Figure 8: Sensitivity analysis results showing the effect of LldR transcription on the system. Marked with red dots is when the system reaches 5%, 50% and 95% of the total response

$k\_f_{LldRcomplex}$, describing the rate at which the LldR-lactate complex can form. Changing this parameter only affects the operational range, shown in Figure 9.

Figure 9: Sensitivity analysis results showing the effect of the LldR-lactate complex formation rate on the system. Marked with red dots is when the system reaches 5%, 50% and 95% of the total response

$k\_b_{alp}$, describing the basal transcription rate of asRNA under the pALPaGA promoter. Reducing basal transcription reduces the background expression (shown in Figure 10), which also shifts the operational range to higher concentrations.
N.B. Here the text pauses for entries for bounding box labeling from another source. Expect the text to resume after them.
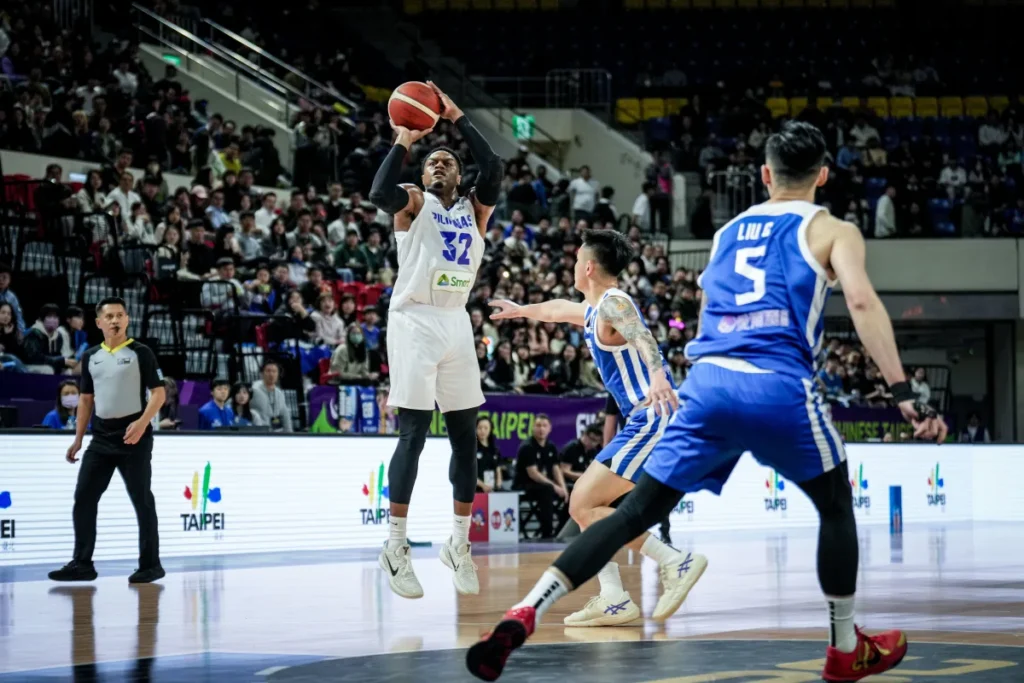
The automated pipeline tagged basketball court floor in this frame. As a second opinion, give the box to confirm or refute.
[0,524,1024,683]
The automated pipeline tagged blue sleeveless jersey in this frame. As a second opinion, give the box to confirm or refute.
[686,202,835,378]
[584,289,672,418]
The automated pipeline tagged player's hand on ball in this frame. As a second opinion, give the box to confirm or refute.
[427,81,462,123]
[389,120,434,146]
[488,299,522,321]
[647,373,679,416]
[65,439,82,465]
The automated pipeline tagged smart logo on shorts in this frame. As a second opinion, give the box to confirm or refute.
[181,463,224,531]
[359,463,391,526]
[928,463,946,508]
[850,464,871,510]
[765,470,785,512]
[0,490,14,551]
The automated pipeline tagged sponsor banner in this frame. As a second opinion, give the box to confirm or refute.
[6,433,1024,565]
[0,433,452,565]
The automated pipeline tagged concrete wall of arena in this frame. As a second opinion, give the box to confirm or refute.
[671,239,1024,294]
[0,150,292,202]
[0,434,1024,566]
[470,109,653,213]
[138,44,294,171]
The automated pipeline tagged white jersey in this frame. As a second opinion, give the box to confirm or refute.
[389,191,484,310]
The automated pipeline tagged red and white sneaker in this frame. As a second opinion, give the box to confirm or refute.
[821,627,907,683]
[466,607,537,681]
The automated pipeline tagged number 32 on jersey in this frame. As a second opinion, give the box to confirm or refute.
[441,230,473,265]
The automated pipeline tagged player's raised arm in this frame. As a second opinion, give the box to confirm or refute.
[597,296,679,415]
[370,122,433,224]
[490,299,587,327]
[427,81,503,233]
[827,217,946,443]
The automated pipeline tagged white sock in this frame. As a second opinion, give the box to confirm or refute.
[597,562,626,600]
[640,535,679,564]
[825,595,857,652]
[387,515,407,552]
[513,569,568,624]
[452,515,469,549]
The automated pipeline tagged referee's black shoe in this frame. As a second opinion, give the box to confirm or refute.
[128,564,167,584]
[47,560,96,581]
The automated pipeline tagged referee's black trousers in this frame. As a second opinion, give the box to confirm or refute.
[72,429,160,569]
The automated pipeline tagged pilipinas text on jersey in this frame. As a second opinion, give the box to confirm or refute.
[686,202,835,377]
[584,289,671,417]
[390,191,484,310]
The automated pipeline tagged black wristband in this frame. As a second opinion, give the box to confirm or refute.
[889,382,918,403]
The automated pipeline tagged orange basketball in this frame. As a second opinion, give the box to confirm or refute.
[387,81,441,130]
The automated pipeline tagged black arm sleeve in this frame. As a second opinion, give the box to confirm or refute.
[455,114,502,206]
[370,144,409,216]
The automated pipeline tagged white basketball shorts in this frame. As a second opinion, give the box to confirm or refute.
[387,304,483,413]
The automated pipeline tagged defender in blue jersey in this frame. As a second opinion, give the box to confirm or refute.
[466,123,946,682]
[490,230,708,626]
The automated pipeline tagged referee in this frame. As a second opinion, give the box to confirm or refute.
[49,297,165,584]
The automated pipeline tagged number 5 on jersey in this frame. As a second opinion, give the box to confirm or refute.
[735,245,767,306]
[441,230,471,266]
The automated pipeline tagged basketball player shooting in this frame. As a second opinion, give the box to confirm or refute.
[370,83,502,598]
[490,230,708,627]
[466,122,947,683]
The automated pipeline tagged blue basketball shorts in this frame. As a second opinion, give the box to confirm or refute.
[644,362,846,495]
[594,408,671,483]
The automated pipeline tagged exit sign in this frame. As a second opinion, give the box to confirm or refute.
[512,114,534,140]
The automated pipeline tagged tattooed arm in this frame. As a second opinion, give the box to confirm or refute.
[597,296,679,415]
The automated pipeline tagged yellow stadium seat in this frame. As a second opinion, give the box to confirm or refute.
[867,97,889,119]
[665,97,690,116]
[913,97,939,119]
[765,97,790,119]
[615,97,640,126]
[988,95,1010,114]
[640,97,665,121]
[964,96,988,119]
[939,96,964,119]
[840,97,860,110]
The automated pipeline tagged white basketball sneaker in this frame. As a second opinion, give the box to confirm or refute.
[650,553,708,622]
[564,591,640,626]
[377,541,423,599]
[441,537,480,595]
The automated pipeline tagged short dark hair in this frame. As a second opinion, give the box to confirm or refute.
[765,121,826,184]
[583,229,633,276]
[420,144,462,175]
[96,297,128,317]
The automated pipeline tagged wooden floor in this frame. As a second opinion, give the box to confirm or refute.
[0,524,1024,683]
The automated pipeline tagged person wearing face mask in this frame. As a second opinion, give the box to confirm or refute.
[41,380,91,429]
[23,303,78,375]
[331,323,379,384]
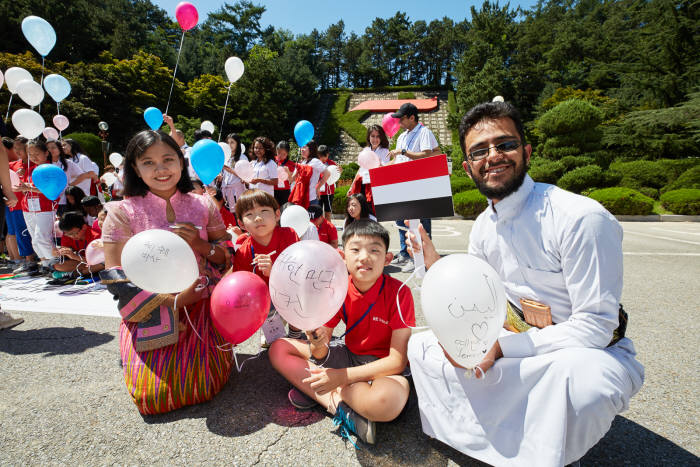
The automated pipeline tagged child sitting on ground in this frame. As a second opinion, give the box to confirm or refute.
[270,220,415,444]
[233,189,301,340]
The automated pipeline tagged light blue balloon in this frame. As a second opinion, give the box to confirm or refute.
[32,164,68,200]
[143,107,163,131]
[294,120,314,147]
[44,74,71,104]
[22,16,56,57]
[190,139,226,185]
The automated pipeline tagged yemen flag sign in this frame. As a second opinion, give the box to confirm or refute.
[369,154,454,221]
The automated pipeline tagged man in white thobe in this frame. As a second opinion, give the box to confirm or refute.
[408,102,644,466]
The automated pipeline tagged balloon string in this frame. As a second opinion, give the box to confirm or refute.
[219,83,233,141]
[5,94,14,120]
[165,31,185,115]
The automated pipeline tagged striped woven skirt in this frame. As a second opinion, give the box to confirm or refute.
[119,298,233,415]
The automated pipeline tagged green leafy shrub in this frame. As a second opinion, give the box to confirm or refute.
[661,165,700,193]
[660,188,700,216]
[63,133,104,169]
[452,190,488,218]
[332,185,350,214]
[557,165,606,193]
[450,176,476,195]
[589,187,654,215]
[340,162,360,180]
[528,159,566,185]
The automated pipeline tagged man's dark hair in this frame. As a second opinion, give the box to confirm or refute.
[459,102,525,160]
[58,211,86,232]
[343,219,389,251]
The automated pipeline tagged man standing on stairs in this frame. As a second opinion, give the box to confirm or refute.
[389,102,440,272]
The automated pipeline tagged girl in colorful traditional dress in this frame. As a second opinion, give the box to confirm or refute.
[100,131,233,414]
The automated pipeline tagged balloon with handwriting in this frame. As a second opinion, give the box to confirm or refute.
[421,254,507,368]
[121,229,199,293]
[270,243,348,331]
[211,271,270,345]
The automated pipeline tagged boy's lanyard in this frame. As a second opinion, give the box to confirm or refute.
[340,274,386,339]
[405,123,423,151]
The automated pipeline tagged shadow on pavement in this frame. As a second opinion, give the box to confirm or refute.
[0,327,114,357]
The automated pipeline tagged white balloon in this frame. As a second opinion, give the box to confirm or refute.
[5,66,34,94]
[421,254,507,368]
[224,57,245,83]
[16,79,44,107]
[199,120,216,135]
[326,165,341,185]
[233,160,255,183]
[122,229,199,293]
[219,141,231,160]
[12,109,46,139]
[280,204,310,237]
[109,152,124,168]
[269,241,348,330]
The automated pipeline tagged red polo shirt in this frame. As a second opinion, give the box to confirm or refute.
[326,274,416,358]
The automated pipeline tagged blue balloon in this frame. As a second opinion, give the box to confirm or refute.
[22,16,56,57]
[143,107,163,131]
[190,139,226,185]
[294,120,314,147]
[44,74,71,103]
[32,164,68,200]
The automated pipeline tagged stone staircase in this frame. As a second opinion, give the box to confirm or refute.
[314,91,452,164]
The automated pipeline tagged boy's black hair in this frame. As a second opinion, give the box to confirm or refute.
[343,219,389,251]
[58,211,86,232]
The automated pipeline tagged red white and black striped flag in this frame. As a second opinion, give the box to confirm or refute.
[369,154,454,221]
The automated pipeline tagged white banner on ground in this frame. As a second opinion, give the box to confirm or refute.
[0,277,119,318]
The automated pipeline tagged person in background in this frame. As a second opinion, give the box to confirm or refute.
[309,205,338,248]
[318,144,337,220]
[275,140,296,206]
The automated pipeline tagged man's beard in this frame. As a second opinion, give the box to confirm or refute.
[467,154,528,200]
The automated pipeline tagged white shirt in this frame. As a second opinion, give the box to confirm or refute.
[358,146,391,184]
[469,175,622,357]
[395,122,439,163]
[250,159,277,196]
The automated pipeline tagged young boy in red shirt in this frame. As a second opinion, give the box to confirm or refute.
[270,220,415,444]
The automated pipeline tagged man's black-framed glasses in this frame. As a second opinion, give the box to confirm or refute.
[468,140,520,161]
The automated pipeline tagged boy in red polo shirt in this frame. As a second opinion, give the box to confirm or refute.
[270,220,415,444]
[53,211,105,274]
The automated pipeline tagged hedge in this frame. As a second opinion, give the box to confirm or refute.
[588,187,654,215]
[452,190,488,218]
[660,188,700,216]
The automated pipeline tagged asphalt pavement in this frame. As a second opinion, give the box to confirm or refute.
[0,220,700,466]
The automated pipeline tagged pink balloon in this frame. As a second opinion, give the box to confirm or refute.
[357,148,381,169]
[382,112,401,138]
[277,167,289,181]
[211,271,270,345]
[175,2,199,31]
[85,238,105,266]
[42,126,58,140]
[53,115,69,131]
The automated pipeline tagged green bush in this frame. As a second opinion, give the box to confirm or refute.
[340,162,360,180]
[528,158,566,185]
[332,185,350,214]
[450,176,476,195]
[660,188,700,216]
[63,133,104,170]
[589,187,654,215]
[661,165,700,193]
[452,190,488,218]
[557,165,606,193]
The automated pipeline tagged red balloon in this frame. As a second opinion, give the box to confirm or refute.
[382,112,401,138]
[175,2,199,31]
[211,271,270,345]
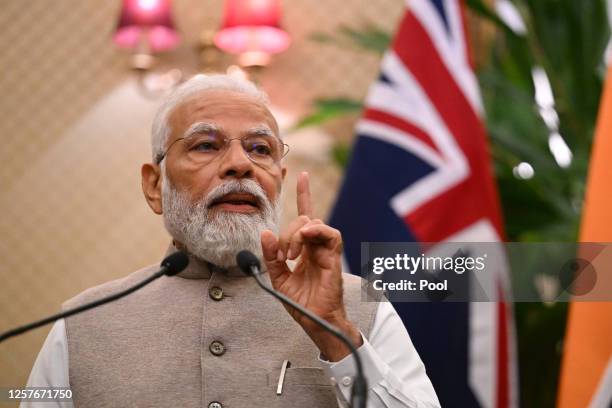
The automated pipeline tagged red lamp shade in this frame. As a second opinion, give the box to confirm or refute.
[113,0,179,52]
[215,0,291,54]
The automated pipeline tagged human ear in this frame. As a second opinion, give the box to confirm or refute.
[140,163,162,214]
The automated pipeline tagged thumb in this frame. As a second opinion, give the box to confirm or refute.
[261,230,291,286]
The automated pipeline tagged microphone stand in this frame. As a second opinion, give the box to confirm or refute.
[236,251,368,408]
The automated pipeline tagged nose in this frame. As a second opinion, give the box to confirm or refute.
[219,139,253,178]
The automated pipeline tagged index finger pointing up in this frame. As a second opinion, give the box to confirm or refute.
[297,171,312,218]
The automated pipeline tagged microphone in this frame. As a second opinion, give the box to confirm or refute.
[0,251,189,343]
[236,250,368,408]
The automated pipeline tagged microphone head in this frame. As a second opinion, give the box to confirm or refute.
[236,249,261,275]
[161,251,189,276]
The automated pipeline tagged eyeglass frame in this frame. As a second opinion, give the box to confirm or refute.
[155,126,289,167]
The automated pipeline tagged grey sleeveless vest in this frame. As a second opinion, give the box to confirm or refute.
[64,249,378,408]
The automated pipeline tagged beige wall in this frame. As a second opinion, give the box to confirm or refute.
[0,0,403,392]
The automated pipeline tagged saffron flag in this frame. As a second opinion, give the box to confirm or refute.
[558,63,612,408]
[330,0,517,408]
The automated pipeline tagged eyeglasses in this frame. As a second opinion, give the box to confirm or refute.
[155,132,289,169]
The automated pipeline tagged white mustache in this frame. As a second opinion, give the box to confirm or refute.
[202,180,271,208]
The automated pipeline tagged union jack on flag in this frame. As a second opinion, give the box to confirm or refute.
[330,0,518,408]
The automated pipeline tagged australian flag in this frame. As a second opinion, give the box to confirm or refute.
[330,0,518,408]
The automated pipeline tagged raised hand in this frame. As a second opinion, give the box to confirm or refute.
[261,173,362,361]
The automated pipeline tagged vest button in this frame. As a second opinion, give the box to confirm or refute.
[208,340,225,356]
[208,286,223,300]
Figure 10: Sensitivity analysis results showing the effect of basal transcription of pALPaGA on the system. Marked with red dots is when the system reaches 5%, 50% and 95% of the total response

Suggestions for future experiments

From our sensitivity analysis we learned that there are parameters that could be changed to improve our system, but how would we implement this experimentally?

Increasing $k\_b_{p3}$, describing the rate at which LldR is produced from our plasmid, would decrease background production and improve the operational range by shifting the EC5 to higher concentrations. In practice, this should be relatively easy to achieve. We can do this by using a stronger promoter or including multiple copies of the gene. Since the goal of this strategy is to increase the total amount of LldR produced, we can also investigate improving the translation of the mRNA transcript with a better ribosome binding site or tune the codon bias [10]. But initially overexpression would be much simpler.

Decreasing $k\_f_{LldRcomplex}$, describing the rate at which the LldR-lactate complex is formed would shift the operational range to higher concentrations. Without complex protein engineering we cannot directly change this rate. However, in the LldR complex equation the production term for complex formation is ${k\_f_{LldRcomplex}* [LldR] * [lactate]^2}$,indicating that the rate of complex formation is most affected by the lactate concentration in the cells. In literature it is mentioned that the internal concentration can be tuned by increasing or decreasing the amount of analyte that is exported outside the cell [11].

However, the known transporters for lactate (LldP and GlcA) import lactate into the cell instead of exporting [12]. Therefore, we came up with another strategy for tuning the internal lactate concentrations in the cell: Lactate dehydrogenase. This enzyme converts lactate to pyruvate, lowering the internal concentration of lactate in the cell. Overexpression of this enzyme would be much easier than attempting to engineer the lactate transporters to export instead. The conversion of lactate to pyruvate also gives an advantage to our living diagnostic, enabling it to grow better in cancerous environments.

The final parameter that we chose for improving the system is $k\_b_{alp}$ , describing the basal transcription rate of the pALPaGA promoter. This is the second most important component next to LldR, because without it we would not be able to detect any lactate. While the engineered promoter we are using does seem to work better than the wild type in anoxic conditions, it is also about five times leakier in those conditions. So, there is still much room for improving this part. Another strategy of reducing the leakiness would be getting rid of this part altogether, but instead use a synthetic constitutive promoter which contains multiple LldR binding sites to still enable the sensing of lactate. More binding sites may decrease the background expression levels [13].

Conclusion

We suggested three parameters for improvement which can also be applied to the system without CRISPRi and asRNA, so we suggest continuing with improving the system without these components.

In conclusion, as it stands currently it might be hard to differentiate healthy levels of lactate from cancerous levels of lactate. The background production needs to be reduced and the operational range needs to be shifted to higher concentrations. We have come up with some hypotheses to further improve our system design thanks to our model.